Noch einmal vor die Wahl gestellt, würden sich die meisten wieder für diesen Beruf entscheiden. Aber einstimmig protestieren sie, wenn das Image des "Traumberufes" als entscheidendes Kriterium für ihre Wahl genannt wird. Deutschlands "Flugzeugführer" – so die offizielle Berufsbezeichnung – warnen all jene, die meinen, Piloten seien nichts anderes als uniformierte Playboys, die, wenn sie sich nicht gerade mit Stewardessen am Swimming-pool eines First-Class-Hotels amüsieren, hin und wieder von Hongkong nach Tokio fliegen müssen.

Entsprechend nüchtern sind die Stellenangebote der Deutschen Lufthansa aufgemacht. Vom "Duft der großen weiten Welt" ist da keine Rede. Der stärkste Trumpf heißt "Kein Numerus clausus für Nachwuchs-Flugzeugführer". Alle weiteren Erläuterungen sollen offensichtlich dazu dienen, die Naiven und Gutgläubigen abzuschrecken. Immerhin: Wer Flugzeugführer werden will, erfährt, daß er sich jederzeit bei der Lufthansa bewerben kann.

Allwöchentlich finden in Hamburg Eignungsuntersuchungen statt. Fünf Tage lang werden die Aspiranten auf Allgemeinbildung, logisches Denken, Merkfähigkeit, Raumorientierung, Reaktionsverhalten und, zu guter Letzt, auch noch fliegerisches Interesse getestet. Voraussetzungen: Alter bis 23 Jahre, Abitur, Mindestgröße 1,70, maximal 1,90 Meter.

In den ersten sechs Monaten dieses Jahres baten 626 Interessenten die Lufthansa um nähere Informationen über den Pilotenberuf. 486 von ihnen haben sich anschließend offiziell für die Eignungsuntersuchung beworben.

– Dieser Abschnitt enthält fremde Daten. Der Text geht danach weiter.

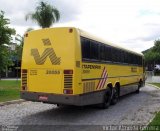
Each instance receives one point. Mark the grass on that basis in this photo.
(9, 90)
(156, 84)
(155, 123)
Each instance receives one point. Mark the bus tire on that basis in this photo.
(115, 96)
(106, 99)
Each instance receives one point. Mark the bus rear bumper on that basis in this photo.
(77, 100)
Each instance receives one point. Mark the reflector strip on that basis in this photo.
(103, 79)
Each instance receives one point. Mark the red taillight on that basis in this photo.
(68, 71)
(24, 71)
(43, 98)
(26, 35)
(70, 30)
(68, 91)
(24, 88)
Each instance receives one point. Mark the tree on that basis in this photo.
(5, 37)
(19, 47)
(45, 15)
(152, 55)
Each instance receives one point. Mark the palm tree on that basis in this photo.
(45, 15)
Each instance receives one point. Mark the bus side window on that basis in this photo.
(94, 50)
(85, 44)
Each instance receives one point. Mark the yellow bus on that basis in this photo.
(71, 67)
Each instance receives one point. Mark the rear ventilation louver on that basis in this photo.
(68, 78)
(24, 79)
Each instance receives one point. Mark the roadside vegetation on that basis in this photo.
(9, 90)
(155, 123)
(156, 84)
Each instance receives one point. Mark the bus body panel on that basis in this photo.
(46, 54)
(53, 70)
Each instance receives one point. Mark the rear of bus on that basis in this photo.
(51, 64)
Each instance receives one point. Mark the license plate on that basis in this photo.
(43, 98)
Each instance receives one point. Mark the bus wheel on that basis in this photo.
(115, 96)
(106, 99)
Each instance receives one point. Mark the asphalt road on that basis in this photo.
(132, 109)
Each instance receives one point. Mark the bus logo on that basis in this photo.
(48, 52)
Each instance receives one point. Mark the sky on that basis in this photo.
(134, 24)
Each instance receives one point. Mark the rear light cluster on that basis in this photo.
(24, 79)
(68, 91)
(68, 82)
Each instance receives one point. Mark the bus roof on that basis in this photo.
(90, 36)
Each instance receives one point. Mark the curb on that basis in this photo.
(11, 102)
(153, 86)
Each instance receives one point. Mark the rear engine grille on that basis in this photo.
(68, 78)
(24, 79)
(88, 87)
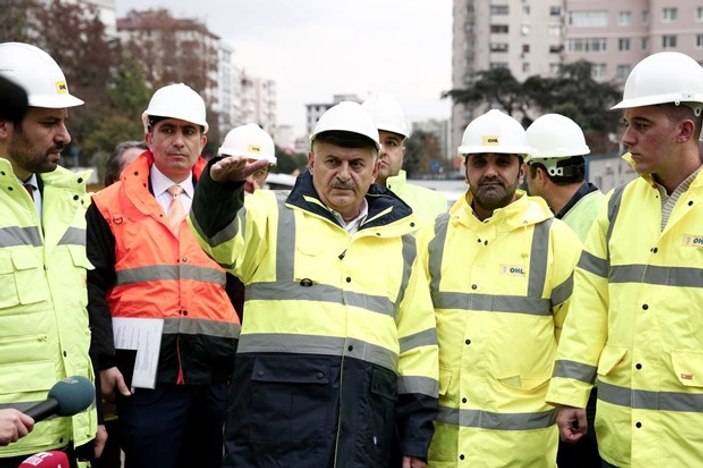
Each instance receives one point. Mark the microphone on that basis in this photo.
(51, 459)
(66, 398)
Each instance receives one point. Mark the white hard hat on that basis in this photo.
(555, 136)
(664, 77)
(248, 141)
(387, 114)
(494, 132)
(38, 73)
(347, 116)
(176, 101)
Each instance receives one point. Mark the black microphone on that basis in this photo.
(66, 398)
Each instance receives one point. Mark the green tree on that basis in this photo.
(573, 93)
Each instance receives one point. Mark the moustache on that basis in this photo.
(342, 186)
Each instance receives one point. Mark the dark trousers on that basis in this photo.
(173, 426)
(584, 453)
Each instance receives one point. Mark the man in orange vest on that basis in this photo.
(149, 266)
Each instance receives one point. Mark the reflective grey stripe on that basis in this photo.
(592, 264)
(416, 384)
(187, 326)
(315, 344)
(563, 291)
(167, 272)
(575, 370)
(531, 305)
(423, 338)
(319, 293)
(14, 235)
(73, 236)
(539, 253)
(285, 240)
(644, 399)
(649, 274)
(497, 421)
(492, 303)
(409, 254)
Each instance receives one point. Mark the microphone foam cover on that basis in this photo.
(73, 394)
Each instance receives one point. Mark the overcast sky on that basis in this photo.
(313, 49)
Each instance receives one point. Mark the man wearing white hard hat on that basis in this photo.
(556, 169)
(393, 130)
(636, 318)
(338, 345)
(500, 270)
(253, 143)
(43, 318)
(150, 269)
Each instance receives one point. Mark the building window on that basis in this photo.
(622, 71)
(669, 14)
(594, 44)
(555, 68)
(588, 19)
(669, 42)
(598, 71)
(624, 18)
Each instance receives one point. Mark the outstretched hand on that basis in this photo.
(235, 169)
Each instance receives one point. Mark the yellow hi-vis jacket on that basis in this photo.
(501, 289)
(338, 345)
(427, 204)
(44, 334)
(636, 323)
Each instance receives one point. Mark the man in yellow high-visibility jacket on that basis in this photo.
(500, 271)
(636, 322)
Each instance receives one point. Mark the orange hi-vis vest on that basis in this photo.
(161, 275)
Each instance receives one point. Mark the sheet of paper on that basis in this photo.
(144, 335)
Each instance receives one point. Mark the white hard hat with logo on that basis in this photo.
(664, 77)
(248, 141)
(347, 116)
(176, 101)
(39, 75)
(555, 136)
(387, 114)
(494, 132)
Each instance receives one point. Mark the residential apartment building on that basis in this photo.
(535, 37)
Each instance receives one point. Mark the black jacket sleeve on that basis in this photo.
(100, 247)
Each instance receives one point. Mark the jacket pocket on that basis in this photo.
(291, 401)
(8, 290)
(688, 366)
(377, 438)
(610, 357)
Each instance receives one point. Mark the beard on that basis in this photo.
(493, 194)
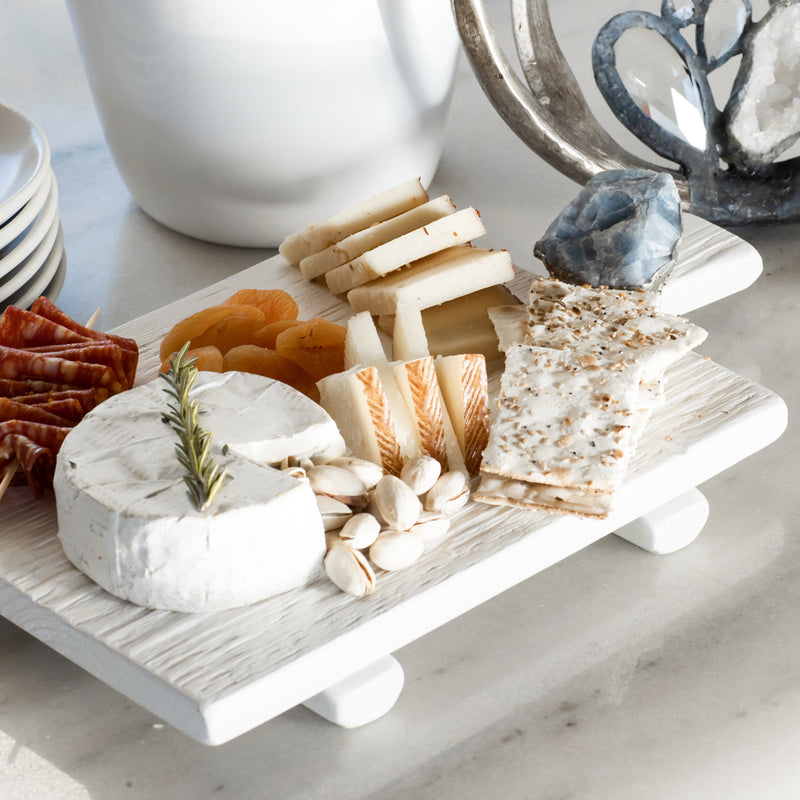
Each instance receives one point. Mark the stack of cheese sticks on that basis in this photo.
(398, 246)
(584, 369)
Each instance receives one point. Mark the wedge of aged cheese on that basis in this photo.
(357, 401)
(125, 520)
(560, 425)
(360, 242)
(458, 228)
(419, 387)
(434, 279)
(462, 325)
(363, 348)
(465, 389)
(319, 235)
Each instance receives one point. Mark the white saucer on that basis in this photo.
(42, 278)
(24, 158)
(53, 289)
(28, 213)
(18, 250)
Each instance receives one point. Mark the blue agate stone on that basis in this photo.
(621, 231)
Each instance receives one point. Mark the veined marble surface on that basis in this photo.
(613, 675)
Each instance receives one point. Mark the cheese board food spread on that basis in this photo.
(367, 479)
(126, 521)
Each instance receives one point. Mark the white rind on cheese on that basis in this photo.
(265, 420)
(125, 518)
(319, 235)
(434, 279)
(455, 229)
(356, 244)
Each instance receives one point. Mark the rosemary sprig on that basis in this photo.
(203, 477)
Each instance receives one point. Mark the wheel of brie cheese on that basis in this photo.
(125, 518)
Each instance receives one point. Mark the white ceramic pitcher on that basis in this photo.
(239, 121)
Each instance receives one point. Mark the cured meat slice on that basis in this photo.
(85, 399)
(14, 410)
(18, 364)
(70, 409)
(34, 446)
(92, 352)
(16, 388)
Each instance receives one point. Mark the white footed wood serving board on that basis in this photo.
(215, 676)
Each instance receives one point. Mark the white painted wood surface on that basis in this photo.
(215, 676)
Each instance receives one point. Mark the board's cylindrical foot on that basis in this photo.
(669, 527)
(362, 697)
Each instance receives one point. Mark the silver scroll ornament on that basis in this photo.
(728, 172)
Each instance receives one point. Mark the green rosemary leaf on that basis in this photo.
(203, 477)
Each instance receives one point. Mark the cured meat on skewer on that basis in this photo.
(13, 410)
(49, 310)
(52, 372)
(17, 364)
(33, 445)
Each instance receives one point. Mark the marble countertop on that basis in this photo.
(615, 674)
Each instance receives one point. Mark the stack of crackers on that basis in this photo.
(584, 369)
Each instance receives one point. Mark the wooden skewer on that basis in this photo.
(93, 319)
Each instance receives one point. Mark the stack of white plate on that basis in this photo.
(32, 260)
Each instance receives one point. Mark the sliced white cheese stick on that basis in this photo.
(435, 279)
(319, 235)
(454, 229)
(360, 242)
(409, 340)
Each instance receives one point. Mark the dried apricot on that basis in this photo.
(209, 359)
(262, 361)
(235, 329)
(191, 327)
(274, 303)
(317, 345)
(266, 336)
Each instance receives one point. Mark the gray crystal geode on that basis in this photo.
(621, 231)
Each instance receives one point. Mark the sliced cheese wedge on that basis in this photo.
(357, 402)
(435, 279)
(465, 388)
(319, 235)
(454, 229)
(419, 387)
(363, 348)
(409, 340)
(356, 244)
(462, 325)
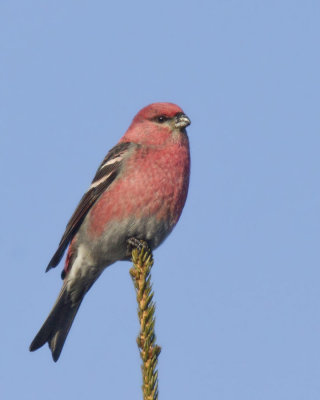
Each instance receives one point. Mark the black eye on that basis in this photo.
(161, 119)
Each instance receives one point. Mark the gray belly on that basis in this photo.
(112, 245)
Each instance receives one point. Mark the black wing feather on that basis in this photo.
(89, 198)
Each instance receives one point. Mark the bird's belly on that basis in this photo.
(112, 244)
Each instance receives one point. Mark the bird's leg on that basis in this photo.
(134, 243)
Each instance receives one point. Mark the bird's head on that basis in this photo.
(157, 124)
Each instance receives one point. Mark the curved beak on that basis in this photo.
(181, 121)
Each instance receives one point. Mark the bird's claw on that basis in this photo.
(134, 243)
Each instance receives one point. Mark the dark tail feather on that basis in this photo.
(56, 327)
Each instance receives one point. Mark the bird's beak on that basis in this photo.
(181, 121)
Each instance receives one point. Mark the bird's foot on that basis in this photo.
(134, 243)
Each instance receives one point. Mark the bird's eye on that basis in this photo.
(161, 119)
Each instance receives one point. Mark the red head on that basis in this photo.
(157, 124)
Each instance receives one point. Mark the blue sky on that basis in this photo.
(237, 282)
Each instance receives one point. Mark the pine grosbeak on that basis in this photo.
(138, 193)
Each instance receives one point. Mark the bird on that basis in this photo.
(136, 196)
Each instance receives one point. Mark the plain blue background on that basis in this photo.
(237, 283)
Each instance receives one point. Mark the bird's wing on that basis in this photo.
(105, 175)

Wer diese Hürde überspringt und schließlich auch den Ausbildungsvertrag mit der Lufthansa aushandelt, kann sich in den nächsten 24 Monaten kaum noch Gedanken darüber machen, ob er den richtigen Beruf gewählt hat. Denn die ersten zwei Jahre im Leben eines Nachwuchs-Flugzeugführers sind mit einem umfangreichen Ausbildungsprogramm ausgefüllt:

Vier Monate Verkehrsfliegerschule in Bremen dienen der theoretischen Vorbereitung fürs Fliegen. Da heißt es Theorie büffeln für die Privatpiloten-Lizenz und das Sprechfunkzeugnis. Anschließend geht es für zehn Monate zur fliegerischen Ausbildung nach Phoenix im US-Staat Arizona. Insgesamt fliegen die Pilotenschüler 270 Stunden auf ein- und zweimotorigen Flugzeugen, bevor sie zur letzten Ausbildungsetappe wieder nach Bremen zurückkehren.